La prospettiva di fondo che, mi sembra, rimane valida, è guidata dalle seguenti

considerazioni:

1. che la Bibbia non è un libro di storia, ma descrive la storia della salvezza, cioè una

lettura dei fatti, degli avvenimenti che ne è già interpretazione. Che nella descrizione di questa

storia salvifica vengono anche utilizzati racconti mitici (Gn 1-11) e leggendari, trattati alla

stessa stregua del materiale storico. Si tratta cioè di una lettura teologica degli avvenimenti di

cui l'uomo biblico venne a conoscenza dai miti che circolavano nel suo ambiente, dai

racconti leggendari dei Patriarchi, i fondatori antichi di Israele, dalle storie della conquista e

dei re. Tale racconto tende a descrivere, sotto forma di racconto, il dispiegarsi del rapporto di

Dio con l'uomo nella preistoria, nella storia antica ed in quella più recente di Israele. È ovvio

che la verosimiglianza degli avvenimenti narrati aumenti quanto più ci avviciniamo ai periodi

in cui le fonti furono composte.

2. che la storia biblica può aiutarci, come una qualunque fonte antica, mai scevra da

elementi teologici (ed ideologici) che la storiografia deve verificare sulla base di dati

archeologici e letterari. In tal senso si tratta della storia come scienza positiva che tende a

stabilire la successione dei fatti, le loro cause, i loro effetti. Il materiale biblico va dunque

interpretato per questo genere di ricostruzione. Attenzione a considerare che nessuna storia

dell'antichità rispetta le caratteristiche oggi esigite da uno storiografo. Le avvertenze di

Garbini, inoltre, sull'ideologia di Israele, sfociano facilmente in quelle che noi definiamo le

prospettive di fede, la lettura teologica degli avvenimenti. Certamente se l'intento di chi studia

la Sacra Scrittura è quello di ricostruire la storia dei fatti, essa va sottoposta al tipo di esame

critico a cui va sottoposto qualunque altra fonte dello stesso genere.

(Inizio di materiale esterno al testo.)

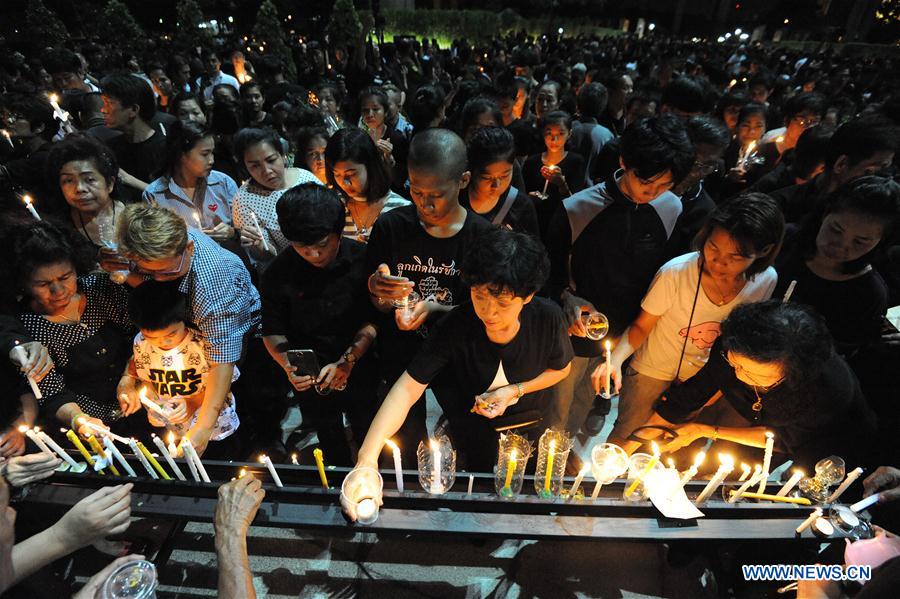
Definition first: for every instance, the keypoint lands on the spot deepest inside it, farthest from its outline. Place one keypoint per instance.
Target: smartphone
(305, 361)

3. Questo tipo di problematica non deve indurci a pensare che opera dell'esegeta corretto

sia quella di scartare ciò che non è verificabile storicamente. La Bibbia si presenta al credente

come Parola di Dio, chiede al lettore di assumere l'atteggiamento della fede, non a-scientifico

o a-storico, ma cosciente della natura e del significato complessivo dell'opera. In tal senso per

noi, come è ovvio, non è meno rivelativo un testo che assume elementi della mitologia

mesopotamica per esprimere il punto di vista del credente in Yhwh, come il racconto del

diluvio, rispetto ad avvenimenti più vicini a possibili ricostruzioni storiografiche (come, per

es., la storia della monarchia dei due Regni di Israele e Giuda).